Decades of implementation in individual countries show that NCBF is a critical legal tool to complement a country’s existing asset recovery mechanisms. These should include a sound criminal confiscation framework and other administrative or civil mechanisms aimed at recovering illicit assets.

At our 2022 Lisbon Conference, a major takeaway was the need to improve and harmonise existing criminal legislation on asset forfeiture. This would enable NBCF mechanisms that already exist in this legislation to be effectively applied in criminal cases.

It would also provide a strong basis for countries to examine the possibility of civil (non-conviction based) confiscation for situations that cannot be resolved in a criminal process.

3. Peer learning forums are crucial for practitioners to maximise the potential of NCBF in their countries

Peer learning is a key way to foster the global implementation of NCBF mechanisms. The programme’s workshops brought together practitioners from countries at different stages of their implementation of NCBF.

In a workshop of our Sub-Saharan Africa cluster, for example, practitioners shared practical tips on asset tracing and using visual methods to convey complex NCBF cases in court.

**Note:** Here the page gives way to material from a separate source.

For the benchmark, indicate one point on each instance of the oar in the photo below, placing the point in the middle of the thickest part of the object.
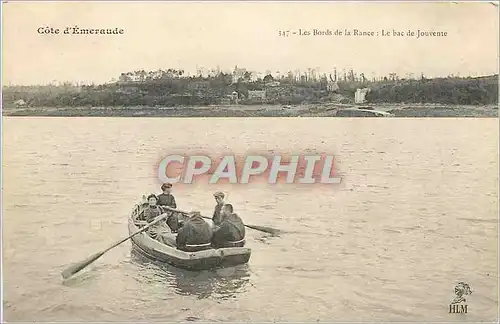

A strong Knowledge Community has also emerged in Latin America, bringing together practitioners and academics from across the region.

Referring to the Lusophone community, Franklin Afonso Furtado, Advisor to the Prosecutor General of Timor-Leste, commented:

“The support of ICAR and the sharing of experiences of colleagues who are participating in this initiative will be very useful in arriving at future solutions regarding NCBF mechanisms.”

4. Country assessments help in drafting laws that fit local systems and work in practice

Political will is critical in any effort to introduce NCBF mechanisms, since such legal reforms are part of a state’s economic and political system. Solid technical support is also crucial to ensure laws are not only properly drafted for their context.

Before attempting to improve asset recovery frameworks and NCBF mechanisms, it is therefore essential for politicians, legislators and all others involved to properly understand existing legal frameworks and their strengths and weaknesses.

Country assessments help policymakers and legislators to draft and adopt relevant policies based on evidence and not perceptions. The methodology developed for the programme’s country assessments (set out for example in this assessment of Chile) could be adopted by others seeking to generate clear and comparable evidence on countries’ needs with regards to asset recovery.

The deep understanding that the country assessments provide also assists with the effective implementation of NCBF laws in practice. As Euclides Dâmaso, Retired Deputy Prosecutor General of Portugal, said:

“The biggest problem is not creating the laws, but applying them correctly.”


Note: The programme was funded by a grant from the United States Department of State. The opinions, findings and conclusions expressed are those of the authors and do not necessarily reflect those of the United States Department of State.